Sentimen global mengganggu persepsi pelaku pasar yang sudah kecewa terhadap perlambatan pertumbuhan ekonomi.
Oleh
Dimas Waraditya Nugraha
·3 menit baca
JAKARTA, KOMPAS — Sentimen global mengganggu persepsi pelaku pasar yang sudah kecewa terhadap perlambatan pertumbuhan ekonomi. Investor lokal kerap mengekor pergerakan investor asing sehingga bursa Indonesia akan goyah ketika investor asing mulai khawatir terhadap stabilitas aset ekuitas di Tanah Air.
Kekhawatiran investor pasar modal tecermin pada pelemahan Indeks Harga Saham Gabungan (IHSG) yang terjadi selama empat hari perdagangan beruntun. Pada perdagangan Selasa (6/8/2019), IHSG ditutup turun 0,91 persen ke level 6.119,47. Sepanjang tahun 2018 berjalan hingga hari ini, indeks telah melemah 1,21 persen.
Pada perdagangan hari sebelumnya, IHSG tersungkur 2,5 persen ke level 6.175,7. Ini menjadi pelemahan terdalam IHSG sejak 5 September 2018. Padahal, pada penutupan perdagangan Jumat akhir pekan lalu, IHSG sudah jatuh 0,65 persen. Adapun pada Kamis hari sebelumnya, IHSG juga turun 0,14 persen.
Berdasarkan data Bursa Efek Indonesia (BEI), pada hari Selasa investor asing mencatatkan aksi jual hingga Rp 2,07 triliun. Padahal, pada Senin sebelumnya, investor asing sudah lari dengan mencatatkan aksi jual sebesar Rp 1,09 triliun.
Saat dihubungi, Selasa, analis PT Panin Sekuritas Tbk, William Hartanto, mengatakan, pergerakan investor asing menjadi sebuah indikasi bagi pelaku pasar lain, terkait pergerakan indeks saham. Hal ini membuat IHSG menjadi goyah ketika investor asing memutuskan keluar dari pasar bursa Indonesia.
”Porsi kepemilikan investor asing sudah semakin sedikit dan mereka sudah tidak pegang kendali di pasar. Namun, yang selalu terjadi adalah investor asing melakukan aksi jual, lalu disusul oleh investor domestik,” ujarnya.

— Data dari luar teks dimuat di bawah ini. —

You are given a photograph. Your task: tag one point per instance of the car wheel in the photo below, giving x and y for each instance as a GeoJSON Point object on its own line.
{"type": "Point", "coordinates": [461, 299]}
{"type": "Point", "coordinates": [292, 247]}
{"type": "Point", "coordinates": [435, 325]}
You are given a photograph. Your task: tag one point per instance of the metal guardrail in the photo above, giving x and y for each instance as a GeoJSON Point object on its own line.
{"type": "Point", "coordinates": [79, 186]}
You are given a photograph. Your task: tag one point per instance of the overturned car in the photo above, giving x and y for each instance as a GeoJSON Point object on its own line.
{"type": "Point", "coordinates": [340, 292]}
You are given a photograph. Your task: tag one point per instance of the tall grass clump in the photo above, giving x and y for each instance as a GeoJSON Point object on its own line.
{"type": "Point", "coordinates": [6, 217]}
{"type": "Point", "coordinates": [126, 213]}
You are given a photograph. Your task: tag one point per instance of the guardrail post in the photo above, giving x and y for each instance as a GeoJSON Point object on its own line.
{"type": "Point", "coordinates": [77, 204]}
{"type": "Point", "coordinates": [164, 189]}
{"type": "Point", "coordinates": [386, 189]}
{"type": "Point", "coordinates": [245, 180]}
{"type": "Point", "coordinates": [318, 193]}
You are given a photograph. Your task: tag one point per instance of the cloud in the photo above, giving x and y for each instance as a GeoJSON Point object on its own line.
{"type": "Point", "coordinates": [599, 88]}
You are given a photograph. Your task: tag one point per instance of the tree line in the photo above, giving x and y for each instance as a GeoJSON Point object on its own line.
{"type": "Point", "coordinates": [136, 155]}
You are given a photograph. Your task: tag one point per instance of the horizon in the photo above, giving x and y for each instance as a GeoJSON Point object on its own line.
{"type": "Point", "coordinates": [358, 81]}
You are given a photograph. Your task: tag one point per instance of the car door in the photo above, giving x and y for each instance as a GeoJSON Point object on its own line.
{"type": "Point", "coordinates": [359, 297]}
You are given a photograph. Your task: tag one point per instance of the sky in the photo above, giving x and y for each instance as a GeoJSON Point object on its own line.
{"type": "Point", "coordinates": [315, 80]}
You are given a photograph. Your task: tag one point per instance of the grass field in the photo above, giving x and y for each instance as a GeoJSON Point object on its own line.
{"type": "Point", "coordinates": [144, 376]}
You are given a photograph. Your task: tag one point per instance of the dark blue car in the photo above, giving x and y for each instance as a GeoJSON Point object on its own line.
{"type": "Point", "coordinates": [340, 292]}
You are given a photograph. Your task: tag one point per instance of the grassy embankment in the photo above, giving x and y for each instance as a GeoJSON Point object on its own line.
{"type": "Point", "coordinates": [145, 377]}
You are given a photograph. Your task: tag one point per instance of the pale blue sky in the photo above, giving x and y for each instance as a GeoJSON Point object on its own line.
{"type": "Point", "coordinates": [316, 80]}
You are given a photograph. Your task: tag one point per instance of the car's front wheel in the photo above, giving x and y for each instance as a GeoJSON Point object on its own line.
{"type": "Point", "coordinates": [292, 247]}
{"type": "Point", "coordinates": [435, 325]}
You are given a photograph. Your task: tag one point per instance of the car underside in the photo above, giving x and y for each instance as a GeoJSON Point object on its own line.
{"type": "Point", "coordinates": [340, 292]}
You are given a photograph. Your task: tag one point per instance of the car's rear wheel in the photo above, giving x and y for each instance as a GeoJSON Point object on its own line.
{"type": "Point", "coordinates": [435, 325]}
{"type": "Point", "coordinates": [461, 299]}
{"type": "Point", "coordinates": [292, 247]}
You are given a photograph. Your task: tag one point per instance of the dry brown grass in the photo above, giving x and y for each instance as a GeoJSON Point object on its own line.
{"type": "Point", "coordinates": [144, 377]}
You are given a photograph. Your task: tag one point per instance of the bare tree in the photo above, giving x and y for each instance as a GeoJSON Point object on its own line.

Memasuki triwulan ketiga setiap tahunnya, lanjut William, investor di pasar modal kerap keluar untuk mengambil untung atas kenaikan indeks saham yang terjadi pada paruh awal tahun berjalan. Apabila stabilitas ekonomi dan politik Tanah Air terjaga, investor asing akan kembali di bulan September.
Sementara itu, analis Artha Sekuritas, Dennies Christoper Jordan, menjelaskan, pelemahan IHSG secara beruntun dimulai sejak eskalasi tensi dagang antara Amerika Serikat (AS) dan China kembali meningkat.
Presiden AS Donald Trump mengumumkan akan mengenakan tarif tambahan 10 persen terhadap impor barang asal China senilai 300 miliar dollar AS mulai 1 September 2019. Menurut Trump, tarif tersebut merupakan tindakan jangka pendek yang besarannya bisa dinaikkan secara bertahap hingga 25 persen.
”Tekanan dari sentimen global masih terasa sehingga secara teknikal IHSG masih mengindikasikan tren pelemahan,” ujar Dennies.
Tidak hanya menggiring IHSG ke zona merah, sentimen perang dagang antara China dan AS juga membuat pasar bursa di regional Asia memerah.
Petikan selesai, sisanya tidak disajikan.